The conflicting studies both involved inspecting post-mortem brain samples using a technique called immunostaining. The first to press, by Arturo Alverez-Buylla and Shawn Sorrells of the University of California, San Francisco, was published on March 15th in Nature. It claims that neurogenesis happens rarely, if at all, in adults. The other, by Maura Boldrini and René Hen at Columbia University, was published on April 5th in Cell Stem Cell. It claims neurogenesis persists through adulthood at a largely unchanged rate.
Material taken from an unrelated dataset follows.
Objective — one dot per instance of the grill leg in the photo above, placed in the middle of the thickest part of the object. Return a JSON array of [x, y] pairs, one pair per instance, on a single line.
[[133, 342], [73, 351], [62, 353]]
Immunostaining uses antibodies that bind to particular proteins and fluoresce in particular colours. Employing it, both teams focused their attention on DCX and PSA-NCAM, two proteins found more abundantly in newly generated nerve cells than in older ones. They looked, in particular, at the hippocampuses, two parts of the brain (see picture) involved in memory formation—a process that might easily be assisted by the generation of new neurons.
Using DCX and PSA-NCAM as indicators of youthful nerve cells, Dr Alverez-Buylla and Dr Sorrells describe a picture of abundant neurogenesis in prenatal and infant brains, which then declines sharply in the first year of life. The oldest hippocampus in which they saw new neurons had come from a 13-year-old. This supports the historical belief that adult brains do not generate new neurons. Dr Boldrini and Dr Hen, in contrast, saw signs of youthful neurons in people up to the age of 79.
How such contradictory conclusions emerged from similar approaches is now being debated. One difference was that Dr Alverez-Buylla and Dr Sorrells used samples collected up to 48 hours after death, whereas the upper limit used by Dr Boldrini and Dr Hen was 26 hours. That might be important. Studies on rats suggest DCX can break down within hours of death.
Moreover, though both teams used immunostaining, their procedures differed in other respects. In particular, Dr Boldrini and Dr Hen looked only at teenagers and adults, so could not have picked up the change that Dr Alverez-Buylla and Dr Sorrells saw in the earliest years, which provided an important reference point for the effectiveness of immunostaining. Conversely, Dr Boldrini and Dr Hen used other lines of evidence, such as the volume of the hippocampus (which did not seem smaller in old brains than in young ones), to support their conclusions.
The upshot is that old scientific cliché: “more research is needed”. But the coincident publication of these two papers, each plausible in itself, is a useful reminder of the requirement, in science, to check the work. Then check it. Then check it again.